Ihm gegenüber standen der NSDAP-Kreisleiter Erich Diestelkamp, der SA-Obersturmbannführer Dr. Alois Heuyng, späterer Bürgermeister von Krefeld, und der Polizeichef, SS-Standartenführer Dr. Emil Hürter als Gegenspieler.
Bald schon entwickelte sich in unseren Gedanken ein spannender Roman,- vor allem aber auch eine Dokumentation mit belegbaren zeitgeschichtlichen Ereignissen, die in der Gegenwart kaum bekannt sind. So erstellte Jürgen Matz die Wikipedia-Seite Krefeld-Uerdingen am Rhein und pflegte mit großer Sorgfalt die von ihm neu recherchierten Fakten ein, ebenso wie dem Wikipedia-Eintrag zu Dr. Wilhelm Warsch, von dem wir leider keine lebenden Angehörigen mehr erreichen konnten.
Wir können also nicht mit Bestimmtheit sagen, ob das Bild, das wir von ihm zeichnen, ihm gerecht wird oder in seinem Sinne ist – wie immer im Genre »historischer Roman« eine Gratwanderung. Doch für uns war der Vorwurf der alten Uerdinger, Warsch habe »Uerdingen verkauft«, Anlass genug, sein Andenken entlang der Quellen ein wenig geradezurücken. Die Geschichte folgt der Quellenlage, ist aber an vielen Stellen fiktional erweitert, wie es sich für einen Roman gehört. Deshalb erhebt auch keine der gewählten Darstellungen den Anspruch, bewiesener Fakt oder Wahrheit zu sein. Es ist vielmehr der Versuch einer fiktionalen Annäherung an das, was zwischen 1925 und 1949 in Uerdingen geschehen sein könnte.

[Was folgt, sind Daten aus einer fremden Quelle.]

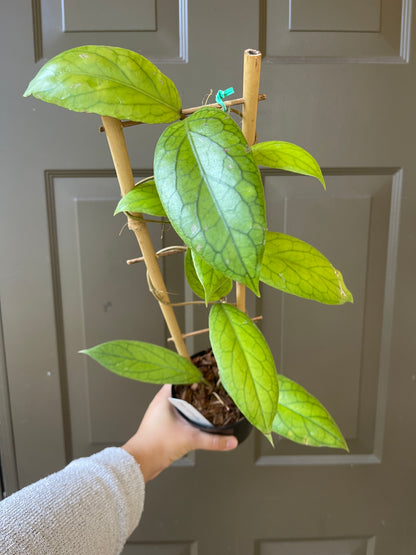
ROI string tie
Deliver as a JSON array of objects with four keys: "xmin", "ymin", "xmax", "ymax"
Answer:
[{"xmin": 215, "ymin": 87, "xmax": 234, "ymax": 112}]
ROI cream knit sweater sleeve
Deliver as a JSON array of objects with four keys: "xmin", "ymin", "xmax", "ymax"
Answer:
[{"xmin": 0, "ymin": 447, "xmax": 145, "ymax": 555}]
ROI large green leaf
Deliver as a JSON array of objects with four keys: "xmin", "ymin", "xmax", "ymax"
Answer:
[
  {"xmin": 273, "ymin": 375, "xmax": 348, "ymax": 451},
  {"xmin": 188, "ymin": 249, "xmax": 233, "ymax": 304},
  {"xmin": 23, "ymin": 46, "xmax": 181, "ymax": 123},
  {"xmin": 209, "ymin": 303, "xmax": 279, "ymax": 435},
  {"xmin": 154, "ymin": 107, "xmax": 266, "ymax": 294},
  {"xmin": 251, "ymin": 141, "xmax": 325, "ymax": 188},
  {"xmin": 80, "ymin": 340, "xmax": 202, "ymax": 384},
  {"xmin": 260, "ymin": 231, "xmax": 353, "ymax": 304},
  {"xmin": 114, "ymin": 177, "xmax": 166, "ymax": 216}
]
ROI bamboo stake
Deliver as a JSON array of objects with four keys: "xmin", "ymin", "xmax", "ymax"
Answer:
[
  {"xmin": 102, "ymin": 116, "xmax": 190, "ymax": 359},
  {"xmin": 100, "ymin": 94, "xmax": 266, "ymax": 133},
  {"xmin": 236, "ymin": 49, "xmax": 261, "ymax": 312}
]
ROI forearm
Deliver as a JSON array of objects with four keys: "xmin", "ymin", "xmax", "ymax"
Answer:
[{"xmin": 0, "ymin": 448, "xmax": 144, "ymax": 555}]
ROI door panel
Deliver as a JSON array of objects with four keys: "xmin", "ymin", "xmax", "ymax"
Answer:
[{"xmin": 0, "ymin": 0, "xmax": 416, "ymax": 555}]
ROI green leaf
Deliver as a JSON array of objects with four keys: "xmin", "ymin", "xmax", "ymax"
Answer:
[
  {"xmin": 80, "ymin": 340, "xmax": 202, "ymax": 384},
  {"xmin": 209, "ymin": 303, "xmax": 279, "ymax": 435},
  {"xmin": 273, "ymin": 375, "xmax": 348, "ymax": 451},
  {"xmin": 184, "ymin": 248, "xmax": 205, "ymax": 299},
  {"xmin": 23, "ymin": 46, "xmax": 181, "ymax": 123},
  {"xmin": 191, "ymin": 251, "xmax": 233, "ymax": 304},
  {"xmin": 114, "ymin": 177, "xmax": 166, "ymax": 216},
  {"xmin": 251, "ymin": 141, "xmax": 325, "ymax": 189},
  {"xmin": 154, "ymin": 107, "xmax": 266, "ymax": 294},
  {"xmin": 260, "ymin": 231, "xmax": 353, "ymax": 304}
]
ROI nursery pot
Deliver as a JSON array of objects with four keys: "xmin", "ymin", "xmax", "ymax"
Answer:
[{"xmin": 172, "ymin": 351, "xmax": 253, "ymax": 444}]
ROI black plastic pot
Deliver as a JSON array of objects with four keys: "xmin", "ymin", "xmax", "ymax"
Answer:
[{"xmin": 172, "ymin": 385, "xmax": 253, "ymax": 443}]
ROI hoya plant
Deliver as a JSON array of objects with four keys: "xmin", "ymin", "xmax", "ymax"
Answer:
[{"xmin": 24, "ymin": 46, "xmax": 352, "ymax": 449}]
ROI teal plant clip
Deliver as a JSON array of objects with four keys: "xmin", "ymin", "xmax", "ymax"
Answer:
[{"xmin": 215, "ymin": 87, "xmax": 234, "ymax": 112}]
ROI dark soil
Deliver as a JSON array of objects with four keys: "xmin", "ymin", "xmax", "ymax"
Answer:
[{"xmin": 174, "ymin": 349, "xmax": 243, "ymax": 427}]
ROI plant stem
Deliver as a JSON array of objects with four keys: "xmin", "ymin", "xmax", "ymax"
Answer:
[
  {"xmin": 102, "ymin": 116, "xmax": 190, "ymax": 359},
  {"xmin": 236, "ymin": 49, "xmax": 261, "ymax": 312}
]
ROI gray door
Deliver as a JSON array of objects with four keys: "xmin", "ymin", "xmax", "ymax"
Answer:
[{"xmin": 0, "ymin": 0, "xmax": 416, "ymax": 555}]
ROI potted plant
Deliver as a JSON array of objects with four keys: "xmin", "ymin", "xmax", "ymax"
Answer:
[{"xmin": 24, "ymin": 46, "xmax": 352, "ymax": 450}]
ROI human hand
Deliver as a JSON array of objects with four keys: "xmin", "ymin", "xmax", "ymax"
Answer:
[{"xmin": 122, "ymin": 385, "xmax": 238, "ymax": 482}]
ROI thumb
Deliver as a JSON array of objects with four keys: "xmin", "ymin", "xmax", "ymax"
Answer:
[{"xmin": 194, "ymin": 432, "xmax": 238, "ymax": 451}]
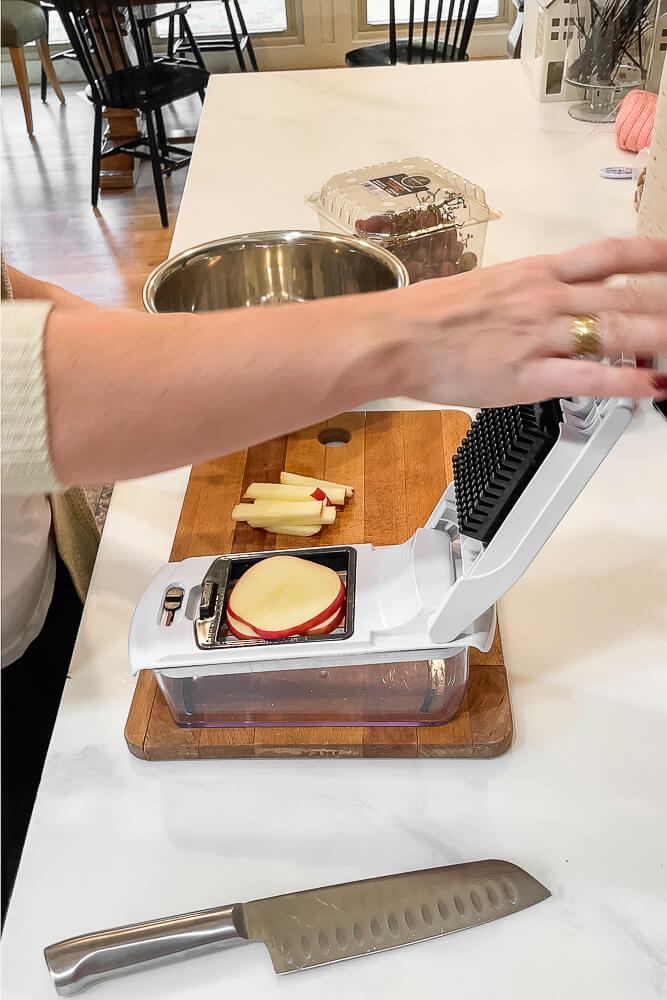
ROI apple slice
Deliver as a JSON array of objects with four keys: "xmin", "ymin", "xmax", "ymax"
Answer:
[
  {"xmin": 244, "ymin": 500, "xmax": 336, "ymax": 528},
  {"xmin": 280, "ymin": 472, "xmax": 354, "ymax": 503},
  {"xmin": 227, "ymin": 614, "xmax": 262, "ymax": 639},
  {"xmin": 232, "ymin": 500, "xmax": 324, "ymax": 524},
  {"xmin": 228, "ymin": 556, "xmax": 345, "ymax": 639},
  {"xmin": 248, "ymin": 521, "xmax": 322, "ymax": 538},
  {"xmin": 306, "ymin": 604, "xmax": 345, "ymax": 635},
  {"xmin": 243, "ymin": 483, "xmax": 327, "ymax": 501},
  {"xmin": 227, "ymin": 586, "xmax": 346, "ymax": 639},
  {"xmin": 227, "ymin": 583, "xmax": 346, "ymax": 639}
]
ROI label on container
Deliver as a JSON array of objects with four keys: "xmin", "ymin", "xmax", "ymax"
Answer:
[{"xmin": 361, "ymin": 174, "xmax": 431, "ymax": 201}]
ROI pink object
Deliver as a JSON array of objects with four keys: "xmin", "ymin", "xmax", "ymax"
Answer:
[{"xmin": 616, "ymin": 90, "xmax": 658, "ymax": 153}]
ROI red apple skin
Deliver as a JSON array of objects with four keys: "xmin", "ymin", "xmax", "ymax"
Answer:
[
  {"xmin": 306, "ymin": 607, "xmax": 345, "ymax": 635},
  {"xmin": 227, "ymin": 582, "xmax": 346, "ymax": 639},
  {"xmin": 227, "ymin": 615, "xmax": 262, "ymax": 640}
]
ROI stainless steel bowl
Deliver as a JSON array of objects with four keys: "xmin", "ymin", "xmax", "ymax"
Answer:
[{"xmin": 144, "ymin": 231, "xmax": 409, "ymax": 313}]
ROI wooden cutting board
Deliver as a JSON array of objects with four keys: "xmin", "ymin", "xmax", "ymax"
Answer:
[{"xmin": 125, "ymin": 410, "xmax": 512, "ymax": 760}]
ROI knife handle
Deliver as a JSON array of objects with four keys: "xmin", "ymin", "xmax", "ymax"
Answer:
[{"xmin": 44, "ymin": 904, "xmax": 247, "ymax": 997}]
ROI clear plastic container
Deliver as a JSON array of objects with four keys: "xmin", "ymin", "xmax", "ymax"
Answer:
[
  {"xmin": 154, "ymin": 649, "xmax": 468, "ymax": 727},
  {"xmin": 306, "ymin": 157, "xmax": 500, "ymax": 282}
]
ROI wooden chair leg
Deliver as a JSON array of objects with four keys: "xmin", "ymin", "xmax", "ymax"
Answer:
[
  {"xmin": 146, "ymin": 109, "xmax": 169, "ymax": 229},
  {"xmin": 35, "ymin": 35, "xmax": 65, "ymax": 104},
  {"xmin": 90, "ymin": 104, "xmax": 102, "ymax": 208},
  {"xmin": 40, "ymin": 7, "xmax": 49, "ymax": 104},
  {"xmin": 9, "ymin": 48, "xmax": 32, "ymax": 135}
]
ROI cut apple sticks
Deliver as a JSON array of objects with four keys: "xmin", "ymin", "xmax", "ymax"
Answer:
[
  {"xmin": 232, "ymin": 472, "xmax": 354, "ymax": 538},
  {"xmin": 280, "ymin": 472, "xmax": 354, "ymax": 503},
  {"xmin": 243, "ymin": 483, "xmax": 327, "ymax": 502}
]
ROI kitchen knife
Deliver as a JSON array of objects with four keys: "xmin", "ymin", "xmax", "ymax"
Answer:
[{"xmin": 44, "ymin": 861, "xmax": 551, "ymax": 996}]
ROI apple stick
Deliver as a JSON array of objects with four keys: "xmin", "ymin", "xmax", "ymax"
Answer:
[
  {"xmin": 232, "ymin": 500, "xmax": 324, "ymax": 524},
  {"xmin": 243, "ymin": 483, "xmax": 327, "ymax": 501},
  {"xmin": 280, "ymin": 472, "xmax": 354, "ymax": 503}
]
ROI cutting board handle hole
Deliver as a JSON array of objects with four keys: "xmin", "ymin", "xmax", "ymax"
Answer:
[{"xmin": 317, "ymin": 427, "xmax": 352, "ymax": 448}]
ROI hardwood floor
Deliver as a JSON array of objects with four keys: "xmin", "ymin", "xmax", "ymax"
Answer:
[
  {"xmin": 2, "ymin": 84, "xmax": 201, "ymax": 306},
  {"xmin": 2, "ymin": 84, "xmax": 201, "ymax": 530}
]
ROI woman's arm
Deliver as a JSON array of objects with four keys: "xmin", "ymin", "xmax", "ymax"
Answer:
[{"xmin": 35, "ymin": 234, "xmax": 667, "ymax": 482}]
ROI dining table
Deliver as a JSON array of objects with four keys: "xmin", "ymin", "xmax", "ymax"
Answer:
[{"xmin": 2, "ymin": 60, "xmax": 667, "ymax": 1000}]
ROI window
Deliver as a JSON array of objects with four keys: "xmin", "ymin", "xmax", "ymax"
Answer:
[
  {"xmin": 366, "ymin": 0, "xmax": 500, "ymax": 25},
  {"xmin": 49, "ymin": 0, "xmax": 292, "ymax": 45},
  {"xmin": 157, "ymin": 0, "xmax": 288, "ymax": 38}
]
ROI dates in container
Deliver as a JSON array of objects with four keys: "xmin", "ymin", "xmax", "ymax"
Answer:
[{"xmin": 306, "ymin": 157, "xmax": 499, "ymax": 282}]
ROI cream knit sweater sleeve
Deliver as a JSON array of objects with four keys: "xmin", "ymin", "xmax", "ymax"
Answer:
[{"xmin": 1, "ymin": 298, "xmax": 64, "ymax": 496}]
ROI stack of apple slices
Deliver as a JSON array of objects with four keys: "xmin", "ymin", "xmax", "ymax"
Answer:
[
  {"xmin": 227, "ymin": 556, "xmax": 345, "ymax": 640},
  {"xmin": 232, "ymin": 472, "xmax": 354, "ymax": 538}
]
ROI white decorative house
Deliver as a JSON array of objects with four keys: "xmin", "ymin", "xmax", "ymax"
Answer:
[{"xmin": 521, "ymin": 0, "xmax": 580, "ymax": 101}]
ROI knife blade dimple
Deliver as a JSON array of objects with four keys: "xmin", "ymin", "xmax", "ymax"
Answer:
[{"xmin": 243, "ymin": 861, "xmax": 550, "ymax": 973}]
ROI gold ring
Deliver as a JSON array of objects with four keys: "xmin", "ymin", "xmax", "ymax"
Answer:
[{"xmin": 570, "ymin": 314, "xmax": 603, "ymax": 361}]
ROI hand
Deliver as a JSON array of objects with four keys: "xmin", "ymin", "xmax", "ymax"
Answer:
[{"xmin": 389, "ymin": 239, "xmax": 667, "ymax": 406}]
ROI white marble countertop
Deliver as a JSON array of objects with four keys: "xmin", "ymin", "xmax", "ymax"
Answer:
[{"xmin": 3, "ymin": 62, "xmax": 667, "ymax": 1000}]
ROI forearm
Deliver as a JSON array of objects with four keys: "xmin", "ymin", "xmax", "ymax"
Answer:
[
  {"xmin": 44, "ymin": 295, "xmax": 399, "ymax": 482},
  {"xmin": 7, "ymin": 265, "xmax": 96, "ymax": 309}
]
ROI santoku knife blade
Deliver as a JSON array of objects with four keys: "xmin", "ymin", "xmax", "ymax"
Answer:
[{"xmin": 44, "ymin": 861, "xmax": 551, "ymax": 996}]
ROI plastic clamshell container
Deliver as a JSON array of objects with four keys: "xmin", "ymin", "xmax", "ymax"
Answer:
[
  {"xmin": 306, "ymin": 156, "xmax": 500, "ymax": 282},
  {"xmin": 154, "ymin": 649, "xmax": 468, "ymax": 727}
]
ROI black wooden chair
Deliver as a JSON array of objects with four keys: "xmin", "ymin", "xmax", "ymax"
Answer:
[
  {"xmin": 40, "ymin": 0, "xmax": 76, "ymax": 101},
  {"xmin": 345, "ymin": 0, "xmax": 479, "ymax": 66},
  {"xmin": 167, "ymin": 0, "xmax": 258, "ymax": 73},
  {"xmin": 54, "ymin": 0, "xmax": 209, "ymax": 226},
  {"xmin": 41, "ymin": 0, "xmax": 206, "ymax": 101},
  {"xmin": 137, "ymin": 3, "xmax": 206, "ymax": 69}
]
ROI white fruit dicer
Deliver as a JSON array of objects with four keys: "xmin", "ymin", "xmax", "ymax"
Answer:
[{"xmin": 129, "ymin": 390, "xmax": 633, "ymax": 677}]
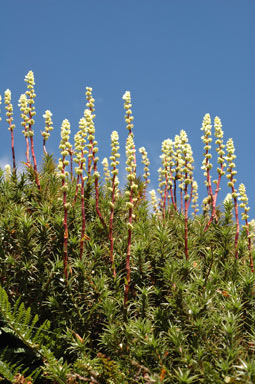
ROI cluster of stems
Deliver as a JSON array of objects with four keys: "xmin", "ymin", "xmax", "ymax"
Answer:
[
  {"xmin": 58, "ymin": 119, "xmax": 71, "ymax": 279},
  {"xmin": 25, "ymin": 71, "xmax": 40, "ymax": 189},
  {"xmin": 158, "ymin": 139, "xmax": 177, "ymax": 218},
  {"xmin": 74, "ymin": 117, "xmax": 88, "ymax": 259},
  {"xmin": 191, "ymin": 181, "xmax": 199, "ymax": 216},
  {"xmin": 109, "ymin": 131, "xmax": 120, "ymax": 277},
  {"xmin": 4, "ymin": 89, "xmax": 16, "ymax": 174},
  {"xmin": 150, "ymin": 189, "xmax": 160, "ymax": 217},
  {"xmin": 84, "ymin": 107, "xmax": 106, "ymax": 228},
  {"xmin": 139, "ymin": 147, "xmax": 150, "ymax": 198},
  {"xmin": 201, "ymin": 113, "xmax": 226, "ymax": 231},
  {"xmin": 19, "ymin": 93, "xmax": 30, "ymax": 166},
  {"xmin": 0, "ymin": 71, "xmax": 254, "ymax": 280},
  {"xmin": 41, "ymin": 109, "xmax": 53, "ymax": 155},
  {"xmin": 124, "ymin": 134, "xmax": 138, "ymax": 306},
  {"xmin": 101, "ymin": 157, "xmax": 111, "ymax": 185},
  {"xmin": 181, "ymin": 143, "xmax": 194, "ymax": 260},
  {"xmin": 239, "ymin": 184, "xmax": 254, "ymax": 272}
]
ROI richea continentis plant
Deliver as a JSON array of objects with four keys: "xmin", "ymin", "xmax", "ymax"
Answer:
[{"xmin": 0, "ymin": 71, "xmax": 255, "ymax": 384}]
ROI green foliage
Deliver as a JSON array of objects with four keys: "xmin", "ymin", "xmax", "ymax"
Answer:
[{"xmin": 0, "ymin": 77, "xmax": 255, "ymax": 384}]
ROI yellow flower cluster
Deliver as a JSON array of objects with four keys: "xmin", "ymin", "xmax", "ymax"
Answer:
[
  {"xmin": 101, "ymin": 157, "xmax": 111, "ymax": 184},
  {"xmin": 41, "ymin": 109, "xmax": 53, "ymax": 141},
  {"xmin": 139, "ymin": 147, "xmax": 150, "ymax": 186},
  {"xmin": 180, "ymin": 143, "xmax": 194, "ymax": 200},
  {"xmin": 225, "ymin": 139, "xmax": 238, "ymax": 199},
  {"xmin": 19, "ymin": 94, "xmax": 29, "ymax": 137},
  {"xmin": 126, "ymin": 135, "xmax": 138, "ymax": 208},
  {"xmin": 84, "ymin": 109, "xmax": 100, "ymax": 179},
  {"xmin": 173, "ymin": 135, "xmax": 184, "ymax": 180},
  {"xmin": 58, "ymin": 119, "xmax": 71, "ymax": 180},
  {"xmin": 110, "ymin": 131, "xmax": 120, "ymax": 175},
  {"xmin": 4, "ymin": 89, "xmax": 15, "ymax": 131},
  {"xmin": 122, "ymin": 91, "xmax": 134, "ymax": 134},
  {"xmin": 239, "ymin": 184, "xmax": 250, "ymax": 221},
  {"xmin": 85, "ymin": 87, "xmax": 96, "ymax": 115},
  {"xmin": 74, "ymin": 117, "xmax": 88, "ymax": 179},
  {"xmin": 191, "ymin": 181, "xmax": 199, "ymax": 215},
  {"xmin": 158, "ymin": 139, "xmax": 173, "ymax": 196},
  {"xmin": 25, "ymin": 71, "xmax": 36, "ymax": 136},
  {"xmin": 201, "ymin": 113, "xmax": 212, "ymax": 186},
  {"xmin": 150, "ymin": 189, "xmax": 159, "ymax": 215},
  {"xmin": 4, "ymin": 164, "xmax": 12, "ymax": 181},
  {"xmin": 213, "ymin": 116, "xmax": 226, "ymax": 184}
]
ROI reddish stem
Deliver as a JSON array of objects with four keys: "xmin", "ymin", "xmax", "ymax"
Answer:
[
  {"xmin": 109, "ymin": 172, "xmax": 116, "ymax": 277},
  {"xmin": 29, "ymin": 109, "xmax": 41, "ymax": 190},
  {"xmin": 245, "ymin": 219, "xmax": 254, "ymax": 273},
  {"xmin": 43, "ymin": 137, "xmax": 48, "ymax": 155},
  {"xmin": 61, "ymin": 156, "xmax": 68, "ymax": 279},
  {"xmin": 11, "ymin": 129, "xmax": 16, "ymax": 173},
  {"xmin": 73, "ymin": 175, "xmax": 80, "ymax": 205},
  {"xmin": 124, "ymin": 196, "xmax": 133, "ymax": 307},
  {"xmin": 80, "ymin": 175, "xmax": 86, "ymax": 260}
]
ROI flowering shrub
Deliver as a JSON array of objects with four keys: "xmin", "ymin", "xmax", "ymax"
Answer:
[{"xmin": 0, "ymin": 71, "xmax": 255, "ymax": 384}]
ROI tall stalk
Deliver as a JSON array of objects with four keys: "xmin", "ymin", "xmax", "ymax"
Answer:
[
  {"xmin": 58, "ymin": 119, "xmax": 71, "ymax": 279},
  {"xmin": 109, "ymin": 131, "xmax": 120, "ymax": 277},
  {"xmin": 139, "ymin": 147, "xmax": 150, "ymax": 199},
  {"xmin": 124, "ymin": 134, "xmax": 138, "ymax": 307},
  {"xmin": 201, "ymin": 113, "xmax": 213, "ymax": 212},
  {"xmin": 84, "ymin": 109, "xmax": 106, "ymax": 228},
  {"xmin": 74, "ymin": 118, "xmax": 87, "ymax": 259},
  {"xmin": 181, "ymin": 142, "xmax": 194, "ymax": 260},
  {"xmin": 239, "ymin": 184, "xmax": 254, "ymax": 273},
  {"xmin": 4, "ymin": 89, "xmax": 16, "ymax": 174},
  {"xmin": 25, "ymin": 71, "xmax": 40, "ymax": 190},
  {"xmin": 204, "ymin": 116, "xmax": 226, "ymax": 231},
  {"xmin": 226, "ymin": 139, "xmax": 239, "ymax": 259}
]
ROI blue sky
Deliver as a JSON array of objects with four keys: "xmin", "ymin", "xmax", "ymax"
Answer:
[{"xmin": 0, "ymin": 0, "xmax": 255, "ymax": 217}]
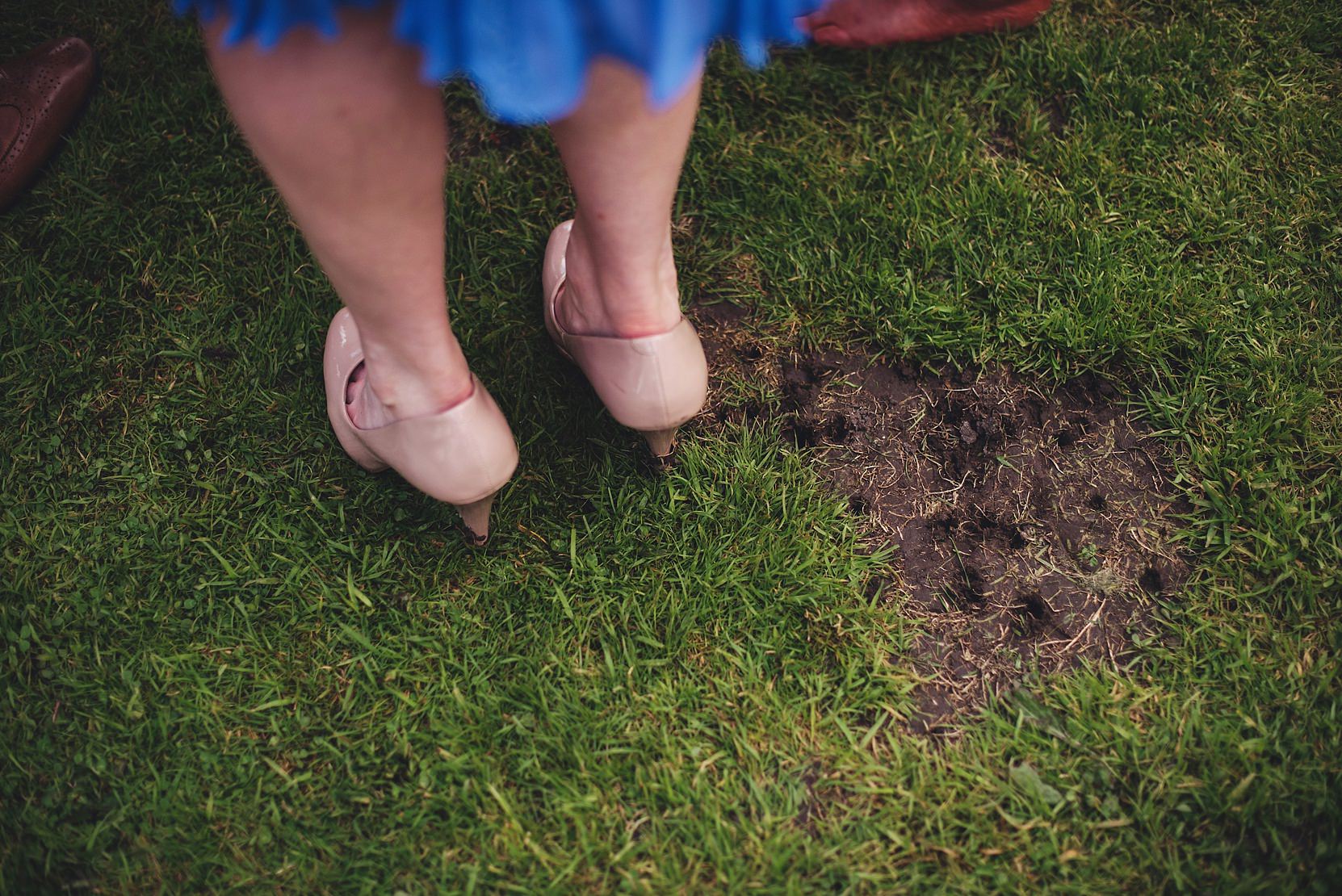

»Geschichte ist ein Roman, der stattgefunden hat, der Roman ist Geschichte, wie sie hätte sein können«, schrieb der französische Autor Edmond Huot de Goncourt einmal und das trifft das Verhältnis von Wahrheit und Fiktion in diesem Buch sehr gut.
Für mich war die Arbeit an »Die gestohlene Stadt« eines der spannendsten Projekte der letzten Zeit und ich wünsche allen unseren Lesern eine unterhaltsame und informative Zeit mit dem Produkt dieser inspirierenden Zusammenarbeit. Ich danke Jürgen Matz dafür, dass er mich als Historikerin und Autorin in diesem Projekt mit in das Boot genommen hat und hoffe, dass das Ergebnis viele begeisterte Leser findet.